婚后生活比他想象的要和谐,鱼姒贤良体贴,他常常想,他晏少卿真是上辈子修来的福气,能够娶到鱼姒这样好的贤妻。
直到新婚一年后,一天夜里,鱼姒提起子嗣一事。
鱼姒那时已出落的亭亭玉立,只是晏少卿却想起妇人产子的危险,便安慰她子嗣一事不必急,他还年轻,她也还小。
谁知鱼姒听了后却做了令他震惊当场的举动。
她拉起他的手,放在了她的身前,委委屈屈:“真的很小吗?”
晏少卿没能说上来话。
当晚他们圆了房。
夫妻云雨实在侵蚀人的理智,晏少卿第一次体会到水乳.交融的酣畅,没忍住还想再来的时候,却听到她压抑隐忍的抽气声。
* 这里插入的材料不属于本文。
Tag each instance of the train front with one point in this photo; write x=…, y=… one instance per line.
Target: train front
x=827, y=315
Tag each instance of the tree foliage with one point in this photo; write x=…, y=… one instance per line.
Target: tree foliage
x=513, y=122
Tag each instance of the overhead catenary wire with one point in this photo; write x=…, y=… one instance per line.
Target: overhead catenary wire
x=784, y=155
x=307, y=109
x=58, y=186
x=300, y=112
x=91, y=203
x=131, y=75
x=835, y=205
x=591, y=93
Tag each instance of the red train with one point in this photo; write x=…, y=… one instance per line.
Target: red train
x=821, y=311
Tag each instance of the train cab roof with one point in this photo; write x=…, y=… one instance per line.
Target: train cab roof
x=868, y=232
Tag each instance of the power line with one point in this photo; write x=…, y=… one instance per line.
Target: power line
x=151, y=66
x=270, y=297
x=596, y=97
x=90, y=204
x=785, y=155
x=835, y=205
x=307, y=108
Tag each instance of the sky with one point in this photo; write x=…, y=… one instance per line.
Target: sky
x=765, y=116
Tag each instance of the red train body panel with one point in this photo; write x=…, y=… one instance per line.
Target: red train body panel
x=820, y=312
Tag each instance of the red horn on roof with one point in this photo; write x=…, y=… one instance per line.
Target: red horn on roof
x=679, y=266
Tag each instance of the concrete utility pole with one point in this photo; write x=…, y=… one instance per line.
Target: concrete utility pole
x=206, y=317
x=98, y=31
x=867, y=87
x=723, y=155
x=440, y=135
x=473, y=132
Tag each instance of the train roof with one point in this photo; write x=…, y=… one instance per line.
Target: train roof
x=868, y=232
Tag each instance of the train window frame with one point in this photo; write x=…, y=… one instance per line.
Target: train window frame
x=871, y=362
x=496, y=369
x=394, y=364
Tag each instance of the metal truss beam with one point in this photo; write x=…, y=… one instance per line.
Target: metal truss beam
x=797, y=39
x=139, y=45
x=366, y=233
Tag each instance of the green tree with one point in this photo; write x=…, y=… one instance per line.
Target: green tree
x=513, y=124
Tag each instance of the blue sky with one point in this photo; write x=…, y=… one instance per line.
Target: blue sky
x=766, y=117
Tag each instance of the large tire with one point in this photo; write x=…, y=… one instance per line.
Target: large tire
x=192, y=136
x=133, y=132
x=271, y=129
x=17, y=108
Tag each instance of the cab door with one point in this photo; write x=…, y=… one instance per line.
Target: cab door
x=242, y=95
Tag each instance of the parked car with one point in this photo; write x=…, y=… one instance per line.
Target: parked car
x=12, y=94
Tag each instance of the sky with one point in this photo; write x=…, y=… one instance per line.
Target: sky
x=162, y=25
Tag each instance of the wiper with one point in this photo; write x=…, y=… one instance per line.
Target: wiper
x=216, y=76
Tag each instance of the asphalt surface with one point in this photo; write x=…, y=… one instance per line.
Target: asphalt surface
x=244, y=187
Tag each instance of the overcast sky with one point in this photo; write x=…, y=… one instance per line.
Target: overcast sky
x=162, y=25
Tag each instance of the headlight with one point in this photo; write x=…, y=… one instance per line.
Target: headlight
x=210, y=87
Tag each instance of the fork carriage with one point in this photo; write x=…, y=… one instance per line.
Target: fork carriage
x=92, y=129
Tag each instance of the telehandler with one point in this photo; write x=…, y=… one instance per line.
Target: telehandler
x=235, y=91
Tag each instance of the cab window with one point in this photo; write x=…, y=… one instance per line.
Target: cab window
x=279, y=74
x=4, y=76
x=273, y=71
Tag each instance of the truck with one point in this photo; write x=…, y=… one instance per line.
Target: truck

他僵了僵,什么念头也没了,他头一次对她撒谎,说要去温书让她先睡,待她睡着后,他忍着羞耻点了灯,生涩解开了她才系好的衣襟。
晏少卿不敢相信自己居然这么过分,她雪白腰间青红一片,斑驳骇人,再往下,被蹂.躏的景象更让他自责不已。
翌日他买了药回来,在夜间她柔柔依靠着他的时候,他稳如泰山拒绝了。
晏少卿清楚的知道她只是想要子嗣,可自己却实在不能毫不怜惜地再来一次。
她睡着后,他拿着买来的药仔仔细细为她涂好。此后房事他都尽量克制自己,不论是次数还是力度。
算一算,他们上一次行房还是半个月前。晏少卿蜷了蜷手指,几乎是无奈地想,如今她满目澄澈,比新婚夜那晚还要懵懂,他此刻遐思逸散,折磨的还不是自己。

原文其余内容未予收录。